Komitmen Tegas Lindungi PPPK

Pada kesempatan tersebut, Bupati juga menegaskan sikap pemerintah daerah terkait kebijakan alokasi anggaran dari pusat.

Ia menyebut, target pemenuhan alokasi 30 persen sulit direalisasikan karena kondisi keuangan daerah.

Selain itu, struktur belanja Barru masih didominasi belanja pegawai. Terutama untuk Pegawai Pemerintah dengan Perjanjian Kerja (PPPK).

Menurutnya, PPPK memiliki peran vital dalam pelayanan publik.

PPPK tidak bisa dikorbankan. Mereka berada di garda terdepan, tegasnya.

Di sektor pendidikan, guru PPPK menjadi penopang utama proses belajar. Sementara di sektor kesehatan, tenaga PPPK mendominasi layanan di puskesmas.

Jika anggaran dipangkas, maka dampaknya langsung dirasakan masyarakat.


Ajakan Bersama DPRD

Lebih lanjut, Bupati menegaskan komitmennya bersama Wakil Bupati untuk tetap mempertahankan hak tenaga PPPK.

Ia juga mengajak seluruh pimpinan dan anggota DPRD untuk bersatu memperjuangkan nasib mereka.

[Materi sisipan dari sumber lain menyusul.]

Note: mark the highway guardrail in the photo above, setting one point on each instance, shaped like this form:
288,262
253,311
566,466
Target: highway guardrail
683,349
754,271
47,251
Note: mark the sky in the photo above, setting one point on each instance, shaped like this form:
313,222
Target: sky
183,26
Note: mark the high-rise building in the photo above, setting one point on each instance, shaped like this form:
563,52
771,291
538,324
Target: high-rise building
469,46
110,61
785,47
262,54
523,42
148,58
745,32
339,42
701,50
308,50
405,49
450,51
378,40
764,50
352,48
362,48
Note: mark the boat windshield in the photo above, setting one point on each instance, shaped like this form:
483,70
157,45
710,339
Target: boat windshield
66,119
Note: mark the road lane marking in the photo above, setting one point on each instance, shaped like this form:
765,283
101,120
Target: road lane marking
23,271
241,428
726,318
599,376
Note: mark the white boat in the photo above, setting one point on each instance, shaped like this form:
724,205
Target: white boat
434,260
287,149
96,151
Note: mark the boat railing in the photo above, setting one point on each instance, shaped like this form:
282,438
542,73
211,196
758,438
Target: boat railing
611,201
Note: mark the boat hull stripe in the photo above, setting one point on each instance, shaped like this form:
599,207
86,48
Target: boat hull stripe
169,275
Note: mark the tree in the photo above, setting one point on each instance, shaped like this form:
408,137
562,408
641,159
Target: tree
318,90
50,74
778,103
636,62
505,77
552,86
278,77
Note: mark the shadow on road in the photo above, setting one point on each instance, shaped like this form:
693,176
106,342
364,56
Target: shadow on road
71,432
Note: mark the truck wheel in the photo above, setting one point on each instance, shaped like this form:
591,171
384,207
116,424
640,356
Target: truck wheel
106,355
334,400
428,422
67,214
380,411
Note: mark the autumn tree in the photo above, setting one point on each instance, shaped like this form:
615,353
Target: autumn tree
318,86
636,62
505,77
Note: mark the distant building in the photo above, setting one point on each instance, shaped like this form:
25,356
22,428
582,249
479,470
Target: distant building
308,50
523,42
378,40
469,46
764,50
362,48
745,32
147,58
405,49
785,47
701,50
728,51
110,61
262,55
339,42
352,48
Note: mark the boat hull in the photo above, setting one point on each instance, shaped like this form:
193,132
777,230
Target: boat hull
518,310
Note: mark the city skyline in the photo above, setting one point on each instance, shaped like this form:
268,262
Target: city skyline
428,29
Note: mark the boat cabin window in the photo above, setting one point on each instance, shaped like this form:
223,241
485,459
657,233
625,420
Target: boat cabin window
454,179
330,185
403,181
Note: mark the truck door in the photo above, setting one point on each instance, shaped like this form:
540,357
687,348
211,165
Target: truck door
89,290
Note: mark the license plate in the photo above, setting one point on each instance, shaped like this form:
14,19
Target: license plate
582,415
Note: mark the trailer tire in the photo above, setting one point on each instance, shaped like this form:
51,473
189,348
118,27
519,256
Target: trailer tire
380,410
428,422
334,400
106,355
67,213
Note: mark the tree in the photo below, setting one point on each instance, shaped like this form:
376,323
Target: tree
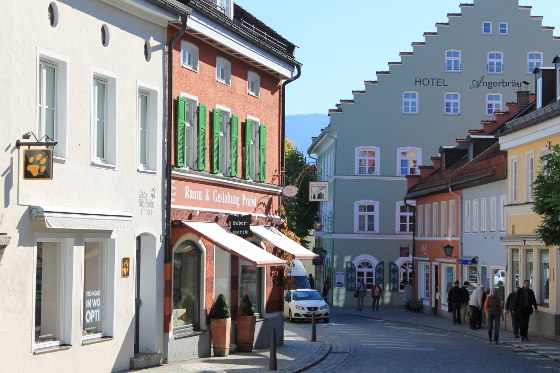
300,213
546,197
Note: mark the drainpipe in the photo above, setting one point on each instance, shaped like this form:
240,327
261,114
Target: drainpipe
169,152
283,131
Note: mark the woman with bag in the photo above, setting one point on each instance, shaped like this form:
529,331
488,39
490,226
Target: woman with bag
361,292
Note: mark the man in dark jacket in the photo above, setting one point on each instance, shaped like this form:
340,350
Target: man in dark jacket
523,304
514,315
465,295
454,302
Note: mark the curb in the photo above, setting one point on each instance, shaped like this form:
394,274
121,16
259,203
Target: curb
528,349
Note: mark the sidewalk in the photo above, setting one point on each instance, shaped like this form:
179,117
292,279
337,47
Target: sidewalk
547,348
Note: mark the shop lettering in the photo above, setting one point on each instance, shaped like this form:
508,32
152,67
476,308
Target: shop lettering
481,83
430,82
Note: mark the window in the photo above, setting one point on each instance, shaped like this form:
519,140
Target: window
365,271
52,101
225,140
467,216
408,160
495,63
452,103
223,71
367,160
492,214
529,175
502,212
453,60
186,287
452,218
189,55
443,229
435,222
410,102
427,220
513,179
544,275
97,298
405,218
250,283
104,120
493,103
503,28
53,289
483,213
253,84
420,230
534,60
487,27
147,129
366,216
475,216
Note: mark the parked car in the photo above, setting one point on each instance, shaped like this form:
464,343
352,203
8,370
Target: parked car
303,303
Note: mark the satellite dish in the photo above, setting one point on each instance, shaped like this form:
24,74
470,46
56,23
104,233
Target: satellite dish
289,191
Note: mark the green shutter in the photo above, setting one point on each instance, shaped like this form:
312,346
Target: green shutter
201,156
248,149
180,141
262,152
216,141
234,145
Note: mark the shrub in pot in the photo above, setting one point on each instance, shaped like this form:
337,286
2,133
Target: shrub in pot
220,326
246,320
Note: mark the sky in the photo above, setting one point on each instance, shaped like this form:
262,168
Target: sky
343,43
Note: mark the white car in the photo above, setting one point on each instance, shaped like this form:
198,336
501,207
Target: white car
301,304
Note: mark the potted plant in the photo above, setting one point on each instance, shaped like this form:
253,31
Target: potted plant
246,320
220,326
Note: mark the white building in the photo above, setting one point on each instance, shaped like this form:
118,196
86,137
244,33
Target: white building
90,74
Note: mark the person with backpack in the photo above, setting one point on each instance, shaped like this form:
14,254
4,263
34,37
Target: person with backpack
493,309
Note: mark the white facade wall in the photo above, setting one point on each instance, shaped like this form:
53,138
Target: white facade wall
74,46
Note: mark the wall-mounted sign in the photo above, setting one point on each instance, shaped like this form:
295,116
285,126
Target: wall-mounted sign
240,225
318,191
37,164
125,267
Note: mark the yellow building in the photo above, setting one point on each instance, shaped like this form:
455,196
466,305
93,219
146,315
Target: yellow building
526,139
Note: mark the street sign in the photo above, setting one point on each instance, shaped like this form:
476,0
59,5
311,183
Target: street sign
37,164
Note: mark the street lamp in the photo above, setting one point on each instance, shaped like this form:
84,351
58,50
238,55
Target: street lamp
448,249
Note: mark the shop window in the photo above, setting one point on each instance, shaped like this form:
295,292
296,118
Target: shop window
186,287
250,284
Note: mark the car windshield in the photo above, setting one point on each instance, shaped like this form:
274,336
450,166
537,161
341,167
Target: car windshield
307,295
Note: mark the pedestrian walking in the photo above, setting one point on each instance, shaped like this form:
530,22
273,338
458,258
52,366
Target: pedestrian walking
454,297
475,303
465,295
523,304
493,309
311,281
326,288
361,293
514,315
376,293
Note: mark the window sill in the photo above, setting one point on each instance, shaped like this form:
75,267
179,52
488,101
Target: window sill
189,334
191,68
92,341
106,166
46,350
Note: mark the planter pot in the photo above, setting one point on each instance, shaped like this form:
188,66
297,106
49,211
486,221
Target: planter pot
221,331
245,333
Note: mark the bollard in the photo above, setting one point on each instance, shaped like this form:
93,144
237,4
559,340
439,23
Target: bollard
313,328
272,364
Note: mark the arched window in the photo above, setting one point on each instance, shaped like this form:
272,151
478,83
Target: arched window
365,271
186,287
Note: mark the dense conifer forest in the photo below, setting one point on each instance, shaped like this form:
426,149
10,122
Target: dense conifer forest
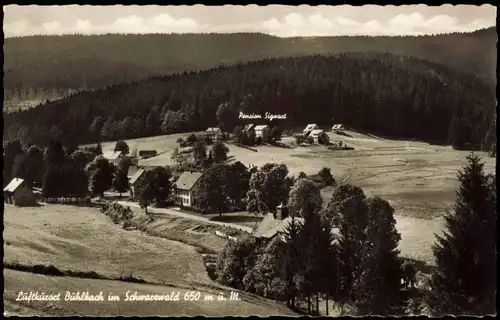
390,95
40,67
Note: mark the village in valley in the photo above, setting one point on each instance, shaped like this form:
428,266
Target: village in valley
283,176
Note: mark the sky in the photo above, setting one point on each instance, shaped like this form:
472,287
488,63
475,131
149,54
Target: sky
278,20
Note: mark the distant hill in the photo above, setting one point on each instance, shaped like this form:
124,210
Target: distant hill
41,67
391,95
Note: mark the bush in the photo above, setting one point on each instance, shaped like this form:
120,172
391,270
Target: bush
117,213
299,138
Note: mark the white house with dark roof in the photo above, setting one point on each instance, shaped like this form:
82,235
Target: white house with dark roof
309,128
18,193
112,156
134,182
316,134
262,131
338,128
185,188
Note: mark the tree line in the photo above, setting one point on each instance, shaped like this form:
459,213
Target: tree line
346,251
393,96
63,63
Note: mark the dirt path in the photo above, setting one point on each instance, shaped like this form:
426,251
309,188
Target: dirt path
171,212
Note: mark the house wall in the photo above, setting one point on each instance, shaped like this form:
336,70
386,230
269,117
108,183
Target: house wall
8,198
262,133
183,198
23,196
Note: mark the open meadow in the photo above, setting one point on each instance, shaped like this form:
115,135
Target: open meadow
84,240
417,178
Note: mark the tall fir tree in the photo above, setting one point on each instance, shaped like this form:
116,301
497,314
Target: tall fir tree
465,280
378,290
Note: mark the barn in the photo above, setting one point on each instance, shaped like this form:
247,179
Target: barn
18,193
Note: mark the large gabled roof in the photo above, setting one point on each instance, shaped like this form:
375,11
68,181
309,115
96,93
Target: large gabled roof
136,176
132,170
310,127
111,155
261,127
249,127
187,180
270,226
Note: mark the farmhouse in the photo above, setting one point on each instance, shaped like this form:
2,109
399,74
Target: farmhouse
134,182
18,193
274,224
147,153
309,129
113,156
317,134
262,131
185,188
338,128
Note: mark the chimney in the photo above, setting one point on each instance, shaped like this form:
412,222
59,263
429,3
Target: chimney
281,212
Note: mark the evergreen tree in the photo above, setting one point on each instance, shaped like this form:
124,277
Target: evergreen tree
146,195
199,152
269,187
120,181
378,290
235,261
348,215
292,258
465,280
326,176
305,198
100,172
211,196
122,147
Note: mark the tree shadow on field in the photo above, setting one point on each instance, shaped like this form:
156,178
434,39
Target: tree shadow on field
340,133
421,266
280,145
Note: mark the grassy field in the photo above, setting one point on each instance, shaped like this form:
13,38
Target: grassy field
83,239
419,179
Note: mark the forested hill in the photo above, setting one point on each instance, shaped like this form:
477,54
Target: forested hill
385,94
48,66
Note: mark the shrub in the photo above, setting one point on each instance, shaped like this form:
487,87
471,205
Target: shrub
117,213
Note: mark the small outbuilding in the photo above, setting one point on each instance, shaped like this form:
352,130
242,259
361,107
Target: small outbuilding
18,193
309,128
145,154
338,128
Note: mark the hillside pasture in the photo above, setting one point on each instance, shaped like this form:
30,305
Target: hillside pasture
83,239
419,179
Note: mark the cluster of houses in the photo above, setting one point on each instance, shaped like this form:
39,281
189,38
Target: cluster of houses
183,189
116,156
314,131
261,131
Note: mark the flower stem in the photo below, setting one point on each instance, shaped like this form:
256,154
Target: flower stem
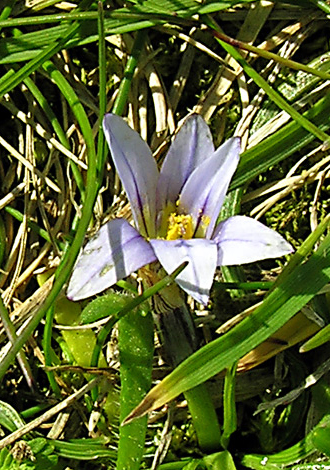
179,342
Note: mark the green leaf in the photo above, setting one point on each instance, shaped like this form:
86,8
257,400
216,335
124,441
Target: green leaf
294,288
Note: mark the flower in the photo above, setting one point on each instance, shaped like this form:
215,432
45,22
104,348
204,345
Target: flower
175,213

Menurutnya, perlindungan PPPK bukan sekadar kebijakan administratif. Namun juga menyangkut keadilan dan keberlanjutan pelayanan publik.

Jika bukan kita yang memperjuangkan mereka, lalu siapa lagi? ujarnya.


Komitmen Pembangunan Berkelanjutan

Menutup sambutannya, Bupati menegaskan bahwa pemerintah daerah akan terus berbenah.

Ia memastikan rekomendasi DPRD menjadi pijakan dalam mempercepat pembangunan.

Selain itu, ia mengajak seluruh pihak memperkuat kolaborasi dan inovasi.

Langkah tersebut bertujuan mewujudkan Barru yang berkeadilan, maju berkelanjutan, dan sejahtera lebih cepat.